Currently, the space is zoned for retail use, and it's transforming into what the city calls a "limited restaurant use." While permitted under current Castro area planning code, it does require a notification period allowing residents to file an appeal.
According to a March 2019 Budget & Legislative Analyst report it takes business six months on average to obtain change of use.
In the November election, voters have an opportunity to speed up the planning process with Proposition H - Mayor London Breed's 'Save Our Small Business' initiative. As described by Mayor Breed Prop H in a press release Prop H would "require that permit applications for storefront uses that are allowed by the current zoning be reviewed within 30 days."
As proposed, Prop H would also increase the types of permitted and conditionally permitted uses, expand the use of outdoor areas, eliminate notification requirements for permitted uses, streamline the permit inspection process and allow restaurants to convert their space to co-working.
Bank of America (501 Castro St.)
Castro's Bank of America at the corner of 18th and Castro streets has been closed throughout shelter-in-place much to the dismay of many local business owners.
The interior space has been demolished and is currently undergoing a remodel. Banking customers can still access the ATMs during construction.
Longtime Castro residents will recall Bank of America had once been at the corner of Market and Castro streets, in the space now occupied by Soulcycle.
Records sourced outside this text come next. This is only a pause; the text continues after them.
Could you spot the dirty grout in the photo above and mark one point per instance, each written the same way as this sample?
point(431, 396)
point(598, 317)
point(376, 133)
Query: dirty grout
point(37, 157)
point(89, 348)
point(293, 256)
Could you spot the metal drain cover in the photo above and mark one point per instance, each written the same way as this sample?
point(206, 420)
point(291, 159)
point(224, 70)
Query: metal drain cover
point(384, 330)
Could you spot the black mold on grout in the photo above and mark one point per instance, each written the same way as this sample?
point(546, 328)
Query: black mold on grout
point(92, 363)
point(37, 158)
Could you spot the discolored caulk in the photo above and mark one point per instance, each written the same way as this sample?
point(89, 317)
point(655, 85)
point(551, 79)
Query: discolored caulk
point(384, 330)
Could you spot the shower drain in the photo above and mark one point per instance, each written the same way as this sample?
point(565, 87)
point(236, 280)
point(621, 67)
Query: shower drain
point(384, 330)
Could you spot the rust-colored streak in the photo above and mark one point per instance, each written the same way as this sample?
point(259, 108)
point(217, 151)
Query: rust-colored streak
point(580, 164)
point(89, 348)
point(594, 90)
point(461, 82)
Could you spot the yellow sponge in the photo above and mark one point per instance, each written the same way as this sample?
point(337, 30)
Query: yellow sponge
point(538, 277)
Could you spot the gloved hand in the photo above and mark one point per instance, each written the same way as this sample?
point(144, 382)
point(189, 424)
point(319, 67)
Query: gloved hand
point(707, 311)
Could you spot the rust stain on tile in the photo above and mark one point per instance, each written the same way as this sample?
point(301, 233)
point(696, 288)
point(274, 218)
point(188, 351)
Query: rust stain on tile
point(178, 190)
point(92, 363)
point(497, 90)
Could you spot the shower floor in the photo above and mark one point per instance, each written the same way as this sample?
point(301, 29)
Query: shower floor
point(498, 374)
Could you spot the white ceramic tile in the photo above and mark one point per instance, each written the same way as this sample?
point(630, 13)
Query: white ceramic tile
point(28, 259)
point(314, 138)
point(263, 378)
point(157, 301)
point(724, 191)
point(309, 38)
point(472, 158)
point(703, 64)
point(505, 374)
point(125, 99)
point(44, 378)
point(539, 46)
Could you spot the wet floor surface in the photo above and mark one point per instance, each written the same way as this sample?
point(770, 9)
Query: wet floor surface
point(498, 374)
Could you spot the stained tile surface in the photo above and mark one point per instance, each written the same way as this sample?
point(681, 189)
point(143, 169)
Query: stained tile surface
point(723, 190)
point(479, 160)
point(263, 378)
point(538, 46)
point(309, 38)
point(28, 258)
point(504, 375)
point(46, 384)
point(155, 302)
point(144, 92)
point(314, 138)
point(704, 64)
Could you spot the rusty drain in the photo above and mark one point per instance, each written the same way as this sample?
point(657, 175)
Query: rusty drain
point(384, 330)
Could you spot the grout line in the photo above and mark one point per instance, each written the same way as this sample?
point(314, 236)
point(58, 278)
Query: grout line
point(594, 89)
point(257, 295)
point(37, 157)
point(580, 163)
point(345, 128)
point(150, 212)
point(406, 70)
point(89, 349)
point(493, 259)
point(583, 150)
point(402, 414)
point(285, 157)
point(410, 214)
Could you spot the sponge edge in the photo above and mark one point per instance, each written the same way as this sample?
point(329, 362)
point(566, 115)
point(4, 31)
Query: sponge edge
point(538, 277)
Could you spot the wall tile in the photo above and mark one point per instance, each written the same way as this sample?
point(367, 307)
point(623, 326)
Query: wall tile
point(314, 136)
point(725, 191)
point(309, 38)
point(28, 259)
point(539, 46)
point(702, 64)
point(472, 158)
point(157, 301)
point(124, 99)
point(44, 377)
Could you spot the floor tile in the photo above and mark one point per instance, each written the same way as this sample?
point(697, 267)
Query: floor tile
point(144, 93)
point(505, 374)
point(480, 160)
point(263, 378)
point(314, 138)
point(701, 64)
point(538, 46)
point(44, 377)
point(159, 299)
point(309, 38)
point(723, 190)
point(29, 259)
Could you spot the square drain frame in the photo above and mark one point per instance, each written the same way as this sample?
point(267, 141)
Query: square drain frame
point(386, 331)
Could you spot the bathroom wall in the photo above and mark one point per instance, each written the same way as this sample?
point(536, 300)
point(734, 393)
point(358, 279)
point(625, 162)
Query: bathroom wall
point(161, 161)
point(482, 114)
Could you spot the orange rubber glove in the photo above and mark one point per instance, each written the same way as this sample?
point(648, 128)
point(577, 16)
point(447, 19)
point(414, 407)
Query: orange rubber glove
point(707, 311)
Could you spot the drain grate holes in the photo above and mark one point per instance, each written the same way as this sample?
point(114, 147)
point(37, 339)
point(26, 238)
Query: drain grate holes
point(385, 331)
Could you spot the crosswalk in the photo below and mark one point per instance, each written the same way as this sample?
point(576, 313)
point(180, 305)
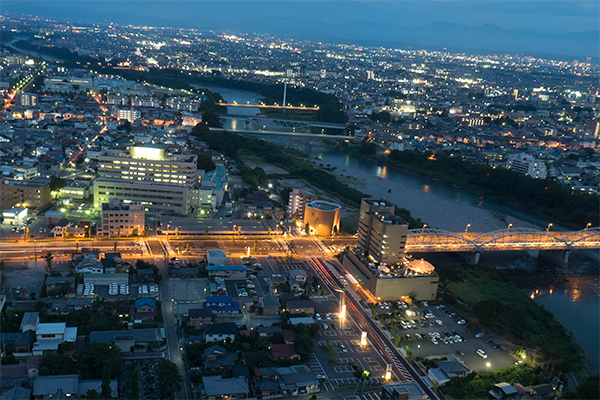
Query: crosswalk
point(398, 364)
point(364, 396)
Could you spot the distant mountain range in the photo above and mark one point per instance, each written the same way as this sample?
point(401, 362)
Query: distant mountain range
point(242, 18)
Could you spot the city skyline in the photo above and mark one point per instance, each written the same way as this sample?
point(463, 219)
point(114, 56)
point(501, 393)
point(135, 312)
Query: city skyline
point(568, 29)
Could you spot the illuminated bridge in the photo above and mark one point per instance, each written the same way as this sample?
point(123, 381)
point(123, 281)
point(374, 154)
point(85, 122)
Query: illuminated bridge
point(558, 244)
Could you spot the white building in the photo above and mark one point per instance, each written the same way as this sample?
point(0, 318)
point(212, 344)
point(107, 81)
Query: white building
point(147, 175)
point(121, 219)
point(528, 165)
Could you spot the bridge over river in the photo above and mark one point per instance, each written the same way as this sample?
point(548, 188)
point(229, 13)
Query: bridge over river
point(553, 245)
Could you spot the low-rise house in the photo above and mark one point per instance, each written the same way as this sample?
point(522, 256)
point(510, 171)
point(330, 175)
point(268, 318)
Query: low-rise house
point(51, 335)
point(30, 321)
point(268, 331)
point(144, 309)
point(217, 358)
point(301, 307)
point(283, 351)
point(47, 386)
point(199, 316)
point(222, 305)
point(218, 332)
point(215, 387)
point(184, 273)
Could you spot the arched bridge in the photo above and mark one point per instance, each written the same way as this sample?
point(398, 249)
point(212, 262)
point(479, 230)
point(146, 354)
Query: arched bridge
point(437, 240)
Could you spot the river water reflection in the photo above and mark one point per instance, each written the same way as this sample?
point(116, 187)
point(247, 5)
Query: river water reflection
point(575, 301)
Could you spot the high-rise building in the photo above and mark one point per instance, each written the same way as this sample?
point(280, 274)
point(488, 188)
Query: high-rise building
point(298, 200)
point(147, 174)
point(528, 165)
point(381, 234)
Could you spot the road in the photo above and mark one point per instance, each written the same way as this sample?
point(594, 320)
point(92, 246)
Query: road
point(401, 367)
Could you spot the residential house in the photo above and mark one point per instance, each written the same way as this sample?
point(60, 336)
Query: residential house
point(268, 331)
point(447, 370)
point(217, 358)
point(283, 351)
point(222, 305)
point(503, 390)
point(30, 321)
point(50, 335)
point(301, 307)
point(270, 304)
point(144, 309)
point(218, 332)
point(289, 337)
point(47, 386)
point(404, 391)
point(200, 316)
point(215, 387)
point(184, 273)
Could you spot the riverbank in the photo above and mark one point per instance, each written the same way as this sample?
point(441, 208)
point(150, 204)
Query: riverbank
point(463, 174)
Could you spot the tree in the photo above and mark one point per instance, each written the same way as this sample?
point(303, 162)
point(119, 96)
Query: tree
point(57, 183)
point(48, 258)
point(303, 345)
point(205, 162)
point(169, 379)
point(106, 390)
point(134, 392)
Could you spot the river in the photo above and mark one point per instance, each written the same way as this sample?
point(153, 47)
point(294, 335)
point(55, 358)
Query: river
point(574, 300)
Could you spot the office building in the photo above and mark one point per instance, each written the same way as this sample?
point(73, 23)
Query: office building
point(416, 279)
point(381, 234)
point(298, 200)
point(33, 193)
point(528, 165)
point(148, 175)
point(121, 219)
point(322, 217)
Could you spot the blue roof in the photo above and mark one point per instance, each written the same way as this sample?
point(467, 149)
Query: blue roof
point(235, 306)
point(145, 301)
point(227, 268)
point(218, 299)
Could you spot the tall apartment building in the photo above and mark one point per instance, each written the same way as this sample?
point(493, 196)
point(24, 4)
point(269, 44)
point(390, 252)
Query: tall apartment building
point(149, 175)
point(121, 219)
point(33, 193)
point(528, 165)
point(298, 201)
point(381, 234)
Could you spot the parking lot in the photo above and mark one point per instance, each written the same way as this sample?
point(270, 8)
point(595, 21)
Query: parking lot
point(496, 359)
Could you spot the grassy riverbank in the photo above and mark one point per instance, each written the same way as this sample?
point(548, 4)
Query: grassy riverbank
point(545, 198)
point(497, 304)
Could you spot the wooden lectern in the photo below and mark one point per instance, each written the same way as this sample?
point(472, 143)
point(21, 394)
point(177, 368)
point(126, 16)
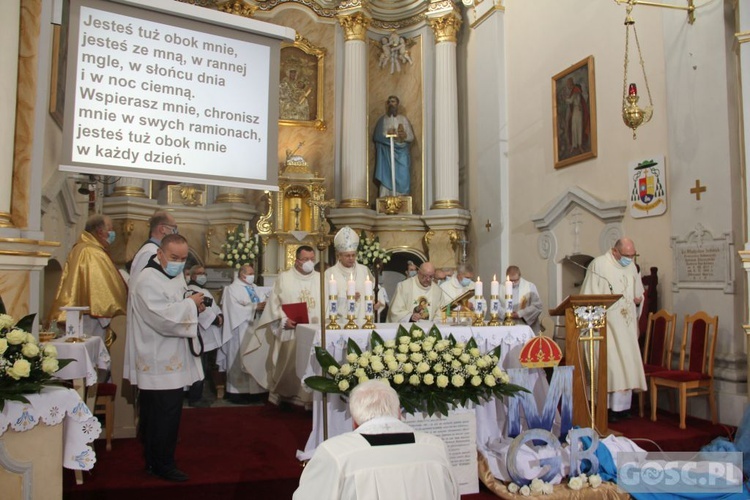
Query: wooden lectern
point(575, 355)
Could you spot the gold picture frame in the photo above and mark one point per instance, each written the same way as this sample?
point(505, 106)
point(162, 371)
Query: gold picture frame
point(574, 113)
point(301, 84)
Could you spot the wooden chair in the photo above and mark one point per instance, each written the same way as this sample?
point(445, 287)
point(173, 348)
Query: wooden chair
point(657, 347)
point(105, 405)
point(697, 377)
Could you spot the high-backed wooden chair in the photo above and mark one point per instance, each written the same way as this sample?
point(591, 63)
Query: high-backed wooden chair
point(696, 378)
point(657, 347)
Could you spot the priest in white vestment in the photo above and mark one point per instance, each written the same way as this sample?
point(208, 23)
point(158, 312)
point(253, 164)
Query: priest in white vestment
point(241, 301)
point(275, 330)
point(615, 273)
point(212, 334)
point(159, 362)
point(417, 298)
point(527, 306)
point(381, 459)
point(347, 268)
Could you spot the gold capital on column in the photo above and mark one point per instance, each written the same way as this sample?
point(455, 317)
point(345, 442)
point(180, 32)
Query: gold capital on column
point(446, 28)
point(355, 26)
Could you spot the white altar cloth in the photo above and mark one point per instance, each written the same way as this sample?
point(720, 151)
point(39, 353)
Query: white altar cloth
point(490, 415)
point(52, 406)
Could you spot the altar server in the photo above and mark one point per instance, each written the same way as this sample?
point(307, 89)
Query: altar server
point(275, 331)
point(157, 357)
point(241, 302)
point(382, 458)
point(416, 298)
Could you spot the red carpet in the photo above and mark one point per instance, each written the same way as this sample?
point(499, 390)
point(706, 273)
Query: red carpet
point(667, 434)
point(243, 452)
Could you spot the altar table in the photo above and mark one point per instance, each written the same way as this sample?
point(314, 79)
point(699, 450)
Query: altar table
point(34, 454)
point(490, 415)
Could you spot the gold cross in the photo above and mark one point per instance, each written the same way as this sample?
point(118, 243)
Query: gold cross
point(698, 189)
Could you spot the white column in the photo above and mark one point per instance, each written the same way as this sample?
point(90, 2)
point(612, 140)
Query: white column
point(354, 116)
point(446, 111)
point(9, 35)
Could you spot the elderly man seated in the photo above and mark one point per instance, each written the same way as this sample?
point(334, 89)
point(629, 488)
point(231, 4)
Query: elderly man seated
point(383, 458)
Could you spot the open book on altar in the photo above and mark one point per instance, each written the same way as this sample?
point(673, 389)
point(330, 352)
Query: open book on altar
point(297, 312)
point(459, 303)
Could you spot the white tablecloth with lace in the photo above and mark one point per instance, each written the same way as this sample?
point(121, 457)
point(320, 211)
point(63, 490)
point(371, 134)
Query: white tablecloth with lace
point(490, 415)
point(52, 406)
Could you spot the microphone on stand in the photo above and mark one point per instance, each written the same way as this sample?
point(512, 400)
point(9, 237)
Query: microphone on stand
point(567, 257)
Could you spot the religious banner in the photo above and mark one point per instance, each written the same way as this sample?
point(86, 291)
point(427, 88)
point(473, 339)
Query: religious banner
point(648, 195)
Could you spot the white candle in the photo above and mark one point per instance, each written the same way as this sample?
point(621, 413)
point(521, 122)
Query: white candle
point(494, 286)
point(333, 287)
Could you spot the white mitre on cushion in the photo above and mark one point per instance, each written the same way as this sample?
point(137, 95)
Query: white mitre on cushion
point(346, 240)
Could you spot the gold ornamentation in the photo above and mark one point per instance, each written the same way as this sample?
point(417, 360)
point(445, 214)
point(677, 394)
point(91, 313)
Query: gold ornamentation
point(445, 28)
point(238, 8)
point(441, 204)
point(355, 26)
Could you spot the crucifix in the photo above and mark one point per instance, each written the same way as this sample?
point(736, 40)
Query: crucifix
point(698, 189)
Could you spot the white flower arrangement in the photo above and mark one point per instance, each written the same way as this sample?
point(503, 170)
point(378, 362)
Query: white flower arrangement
point(25, 366)
point(369, 251)
point(239, 249)
point(430, 373)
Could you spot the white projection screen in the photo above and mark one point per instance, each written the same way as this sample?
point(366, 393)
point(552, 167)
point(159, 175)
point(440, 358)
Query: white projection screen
point(159, 96)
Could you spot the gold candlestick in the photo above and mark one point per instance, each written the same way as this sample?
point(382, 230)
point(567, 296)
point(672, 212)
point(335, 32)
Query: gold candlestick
point(494, 311)
point(478, 311)
point(350, 307)
point(333, 311)
point(369, 313)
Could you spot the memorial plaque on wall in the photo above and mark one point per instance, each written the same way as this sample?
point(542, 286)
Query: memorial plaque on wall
point(702, 261)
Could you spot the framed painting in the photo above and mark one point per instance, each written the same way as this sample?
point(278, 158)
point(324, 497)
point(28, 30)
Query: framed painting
point(574, 113)
point(301, 84)
point(58, 72)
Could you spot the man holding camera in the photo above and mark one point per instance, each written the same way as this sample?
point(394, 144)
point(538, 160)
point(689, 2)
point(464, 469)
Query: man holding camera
point(158, 358)
point(212, 334)
point(240, 302)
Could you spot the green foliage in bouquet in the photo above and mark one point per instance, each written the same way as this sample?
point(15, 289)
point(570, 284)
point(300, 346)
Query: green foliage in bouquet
point(239, 249)
point(369, 251)
point(25, 366)
point(430, 373)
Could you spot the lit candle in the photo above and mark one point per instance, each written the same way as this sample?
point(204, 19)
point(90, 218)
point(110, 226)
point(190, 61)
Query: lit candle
point(333, 287)
point(494, 286)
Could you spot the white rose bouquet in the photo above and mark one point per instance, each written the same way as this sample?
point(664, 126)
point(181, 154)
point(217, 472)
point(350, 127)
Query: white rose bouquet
point(239, 249)
point(429, 373)
point(370, 253)
point(25, 365)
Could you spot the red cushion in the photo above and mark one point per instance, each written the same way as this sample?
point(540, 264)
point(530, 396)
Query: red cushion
point(680, 375)
point(106, 389)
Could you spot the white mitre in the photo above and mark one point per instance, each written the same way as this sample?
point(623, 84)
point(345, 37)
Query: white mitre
point(346, 240)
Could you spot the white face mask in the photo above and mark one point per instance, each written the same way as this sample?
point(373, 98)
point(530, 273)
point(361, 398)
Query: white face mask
point(308, 267)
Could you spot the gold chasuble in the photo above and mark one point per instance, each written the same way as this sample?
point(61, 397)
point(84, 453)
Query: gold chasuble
point(91, 279)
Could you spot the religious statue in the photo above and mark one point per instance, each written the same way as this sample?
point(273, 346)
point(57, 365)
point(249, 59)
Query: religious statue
point(393, 137)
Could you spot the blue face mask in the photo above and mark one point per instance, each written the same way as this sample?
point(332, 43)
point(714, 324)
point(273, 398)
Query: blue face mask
point(174, 268)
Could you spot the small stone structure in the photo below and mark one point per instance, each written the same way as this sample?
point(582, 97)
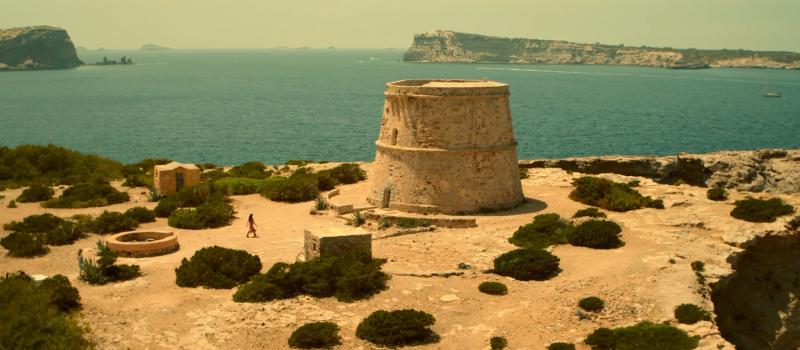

The bank had been there since 1922 before moving to its current location at the former Hibernia Bank in the early 1990s.
Public records indicate a building permit has been issued for the interior demolition along with plumbing, electrical, lighting and construction of partitions. Construction costs are estimated at $1.3 million.
Bank of America spokesperson Colleen Haggerty tells Hoodline there's currently no firm reopening date.
"Our small business bankers have been proactively reaching out to the local business clients who frequent our Castro financial center to provide them with additional points of contact, discuss any needs they have, and guide them on how to leverage digital self-service options if they cannot go to another nearby branch," wrote Haggerty in a statement to Hoodline.
Haggerty encouraged customers to visit any of Bank of America's 30 locations currently open in San Francisco. Bank of America's closest location to the Castro is at 4098 24th St. in Noe Valley.